Las lecciones de la historia son, a este respecto, bastante claras. Atenas lideró a las ciudades jónicas en la formación de una liga contra los persas, quienes querían someter a todos los griegos que se habían rebelado en su contra. Esos griegos formaron una liga defensiva, que probó ser exitosa en las Batallas de Salamina y de Platea. De ahí en adelante, la liga decidió mantener una flota permanente contra los persas cuyo sostenimiento fue financiado con las contribuciones monetarias de las ciudades que no aportaban ni naves ni tripulación a la flota. Esas contribuciones eran depositadas en la isla sagrada de Delos – de ahí el nombre de Liga de Delos. Pasado el tiempo, el liderazgo de los atenienses (hegemonía) se transformó en imperio (arké). Desprovistas de medios para contener a su antigua aliada, las ciudades que hacían parte de la Liga no pudieron impedir que Atenas actuara unilateralmente, se tornara soberbia y aplastara a las ciudades medianamente poderosas que quisieron separarse de la Liga. El culmen de la transformación de líder en imperio fue el traslado del tesoro de la Liga de Delos a Atenas, y la posterior abolición de las monedas propias de cada ciudad y su sustitución por los dracmas atenienses.

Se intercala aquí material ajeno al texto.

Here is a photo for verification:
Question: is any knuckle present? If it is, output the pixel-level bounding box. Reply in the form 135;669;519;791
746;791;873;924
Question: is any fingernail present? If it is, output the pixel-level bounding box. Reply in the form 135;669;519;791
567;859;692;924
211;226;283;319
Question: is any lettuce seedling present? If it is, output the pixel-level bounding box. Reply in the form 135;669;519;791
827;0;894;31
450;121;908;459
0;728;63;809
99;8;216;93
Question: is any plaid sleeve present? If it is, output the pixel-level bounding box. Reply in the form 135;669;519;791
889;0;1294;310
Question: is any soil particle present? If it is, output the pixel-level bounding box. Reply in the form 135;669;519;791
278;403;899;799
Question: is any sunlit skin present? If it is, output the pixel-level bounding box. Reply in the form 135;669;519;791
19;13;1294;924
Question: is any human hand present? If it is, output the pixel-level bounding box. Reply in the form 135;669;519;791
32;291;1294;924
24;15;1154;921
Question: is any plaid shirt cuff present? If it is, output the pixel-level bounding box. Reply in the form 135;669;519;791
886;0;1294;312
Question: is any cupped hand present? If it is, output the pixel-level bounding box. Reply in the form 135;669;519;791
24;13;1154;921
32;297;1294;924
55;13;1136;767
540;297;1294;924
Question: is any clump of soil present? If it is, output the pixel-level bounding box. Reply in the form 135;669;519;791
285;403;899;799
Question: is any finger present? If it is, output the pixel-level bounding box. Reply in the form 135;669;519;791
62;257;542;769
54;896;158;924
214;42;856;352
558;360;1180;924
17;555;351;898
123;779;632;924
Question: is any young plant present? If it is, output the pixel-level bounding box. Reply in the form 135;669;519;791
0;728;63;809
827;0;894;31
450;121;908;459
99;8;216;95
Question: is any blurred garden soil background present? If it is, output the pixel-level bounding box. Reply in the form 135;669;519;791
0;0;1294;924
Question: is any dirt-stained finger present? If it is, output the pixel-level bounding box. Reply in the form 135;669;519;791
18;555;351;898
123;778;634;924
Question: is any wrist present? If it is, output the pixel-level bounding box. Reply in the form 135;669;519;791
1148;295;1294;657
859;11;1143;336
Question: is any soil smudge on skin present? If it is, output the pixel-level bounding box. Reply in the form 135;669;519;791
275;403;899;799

Pareciera que hubiésemos olvidado que en julio del 2018 el diputado chavista Pedro Carreño reveló el plan de la fuerza aérea venezolana de usar sus aviones supersónicos Sukhoi para destruir todos los puentes sobre el río Magdalena y dejar al país partido en dos. El plan parece que existía con anterioridad a las temerarias amenazas de Donald Trump de invadir a Venezuela y seguramente sigue existiendo, por lo cual Colombia debería contar con un mínimo poder de disuasión. El respaldo de Putin al régimen de Maduro, luego del imprevisivo apoyo del actual gobierno colombiano a los planes de Guaidó hacen aún más necesario ese poder de disuasión. Desde todo punto de vista, la solución más racional para Venezuela y para Colombia es que en el vecino país se logre una transición negociada. Sin embargo, en tanto ese objetivo sigue siendo incierto, Colombia haría bien en cuidar de su defensa con todos los recursos a su alcance, lo cual incluye no sólo los 24 aviones de combate que planea comprar sino también la formación de una verdadera ciber-división dentro de nuestras fuerzas armadas.